В конце концов он взорвался и поместил в «Молве» насмешливую отповедь «фольклористам». Всего строк тридцать, но при этой краткости какой меткий удар! Притом — с открытым забралом. Заметка так и была озаглавлена: «От Белинского».

«Недавно вступив на литературное поприще, еще не успев осмотреться на нем, я с удивлением вижу, что редким из наших литераторов удавалось с таким успехом, как мне, обращать на себя внимание, если не публики, то по крайней мере своих собратий по ремеслу. В самом деле, в такое короткое время нажить себе столько врагов... которые в простоте сердечной хлопочут изо всех сил о вашей известности — не есть ли это редкое счастье?..»

Неистовому исполнилось в тот год двадцать пять лет.

Совсем молодыми были и сестры Бакунины.

Но погодите, до Премухинской идиллии еще есть о чем поговорить.

Муха под куполом

Ты черным белое по прихоти зовешь,

Сатиру — пасквилем, поэзию —

развратом,

Глас правды — мятежом.

Куницына — Маратом...

Пушкин. Послание цензору

Михаил Евстафьевич Лобанов готовился к торжественному заседанию в Российской Академии. Ему предстояло сказать речь: «Мнение о духе словесности, как иностранной, так и отечественной». Все десять номеров «Молвы», все десять элегий, лежали перед ним. Он вновь и вновь перечитывал:

«Знаете ли, что наиболее вредило, вредит и, как кажется, еще долго будет вредить распространению на Руси основательных понятий о литературе?.. Литературное идолопоклонство! Дети, мы все еще молимся и поклоняемся многочисленным богам нашего многолюдного Олимпа и нимало не заботимся о том, чтобы справляться почаще с метриками, дабы узнать, точно ли небесного происхождения предметы нашего обожания. Что делать? Слепой фанатизм всегда бывает уделом младенчествующих обществ».

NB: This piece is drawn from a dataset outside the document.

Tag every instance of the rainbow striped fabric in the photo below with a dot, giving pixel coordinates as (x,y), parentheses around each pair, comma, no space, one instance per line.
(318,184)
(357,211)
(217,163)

И хоть не впервые читал Михаил Евстафьевич эти предерзостные строки, кровь хлынула к его щекам, повитым склеротическими жилами и подпертым парадным остроугольным воротничком. Высокая кафедра Академии мнилась сейчас Михаилу Евстафьевичу эшафотом, па котором он публично высечет, нет — распнет, колесует, четвертует этого литературного злодея... нет — сожжет его па костре своего красноречия и пепел развеет по конференц-залу... А все-таки глаза Михаила Евстафьевича не могли оторваться от распластанных перед ним «Литературных мечтаний»:

«У нас еще и но сию пору царствует в литературе какое-то жалкое, детское благоговение к авторитетам; мы и в литературе высоко чтим табель о рангах и боимся говорить вслух правду о высоких персонах. Говоря о знаменитом писателе, мы всегда ограничиваемся одними пустыми возгласами и надутыми похвалами: сказать о нем резкую правду у нас святотатство!»